Il a été enregistré par la FDA en octobre 2018 dans le traitement des PAC et dans celui des infections de la peau et des tissus mous. La demande d’avis est en cours auprès de l’EMA.

Méthodologie

  • Les patients recrutés devaient être adultes et présenter des signes cliniques de PAC. Ils ont été randomisés (1:1) entre 7 à 14 jours d'omadacycline (100 mg IV toutes les 12 heures à J1, puis 100 mg/j IV, avec la possibilité de passer à 300 mg/j p.o. après ≥3 jours) ou de moxifloxacine (400 mg/j IV, avec la possibilité de passer à 400 mg/j p.o. après ≥ 3 jours).

  • Le critère principal de réponse clinique précoce (dans les 3 à 6 jours après la première administration) correspondait à une amélioration d’au moins 2 des symptômes associés à la PAC (toux, expectorations, douleur thoracique, dyspnée sur une échelle en 4 grades allant de l’absence de symptômes jusqu’au symptômes sévères), sans aggravation des autres symptômes et sans recours à une autre antibiothérapie.

Principaux résultats

  • Au total, 386 patients sous omadacycline et 388 sous moxifloxacine ont été inclus dans l’analyse en intention de traiter (ITT). L’âge moyen était de 62 ans, 41,9% et 20,4% des patients étaient âgés de plus de 65 ans ou 75 ans respectivement, et 85,4% avaient un score de sévérité PSI (Pneumonia Severity Index) de classe III ou IV.

  • L’agent pathogène, identifié chez 49,9% des patients en ITT, était principalement M. pneumoniae, puis S. pneumoniae, L. pneumophila, C. pneumoniae et H. influenzae (33%, 20%, 19%, 15%, 12%). La concentration minimale inhibitrice (CMI90) moyenne était comprise entre 0,06 mg/L et 2 mg/L.  La durée moyenne de traitement IV et de traitement global était respectivement de 5,7 jours et 9,6 jours dans les deux groupes. Une transition du traitement IV au traitement oral a été envisagée chez 77,2% et 75,8% des deux groupes respectivement.

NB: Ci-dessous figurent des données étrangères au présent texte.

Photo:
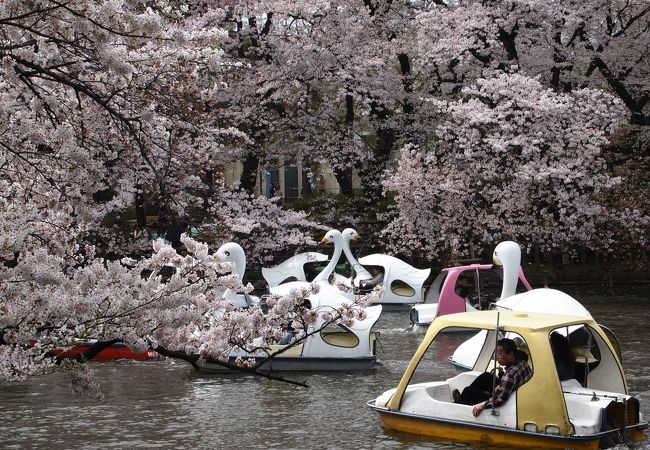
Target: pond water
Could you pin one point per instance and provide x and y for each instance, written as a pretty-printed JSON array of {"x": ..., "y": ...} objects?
[{"x": 166, "y": 404}]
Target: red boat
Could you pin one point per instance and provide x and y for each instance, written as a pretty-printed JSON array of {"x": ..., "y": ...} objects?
[{"x": 118, "y": 350}]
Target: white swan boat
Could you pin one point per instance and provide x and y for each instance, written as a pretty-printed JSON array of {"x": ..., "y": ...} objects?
[
  {"x": 323, "y": 279},
  {"x": 293, "y": 269},
  {"x": 403, "y": 284},
  {"x": 336, "y": 347},
  {"x": 543, "y": 412}
]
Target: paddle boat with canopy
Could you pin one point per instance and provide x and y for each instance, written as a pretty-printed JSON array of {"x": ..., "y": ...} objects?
[{"x": 593, "y": 410}]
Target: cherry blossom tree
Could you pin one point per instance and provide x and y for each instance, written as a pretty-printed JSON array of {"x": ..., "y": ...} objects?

  • L’omadacycline est apparue non inférieure à la moxifloxacine sur le critère principal avec 81,1% et 82,7% de réponse clinique précoce respectivement en ITT (différence : -1,6 points [-7,1 à 3,8]) et 86,5% et 87,2% (différence :−0.7 points [−5.7 à 4.3]) en analyse per protocol (PP) (marge de non-infériorité de 10%. Les échecs thérapeutiques représentaient 6.2% et 5.2% des cas respectivement. La réponse clinique concernait, elle, 87,6% contre 85,1% des patients en ITT et 89,2% contre 87,4% en PP.

  • En termes de tolérance, les événements indésirables ont concerné 41,1% des patients sous omadacycline et 48,5% de ceux sous moxifloxacine, avec des événements principalement gastro-intestinaux (10,2% et 18,0% respectivement). Au total, 12 décès ont été recensés et concernaient des plus de 65 ans (8 et 4 respectivement, pour cause de progression, pathologie pulmonaire sous-jacente, pneumonie nosocomiale, évènement cardiovasculaire ou cancer).

Financement

L’étude a été financée par Paratek Pharmaceuticals.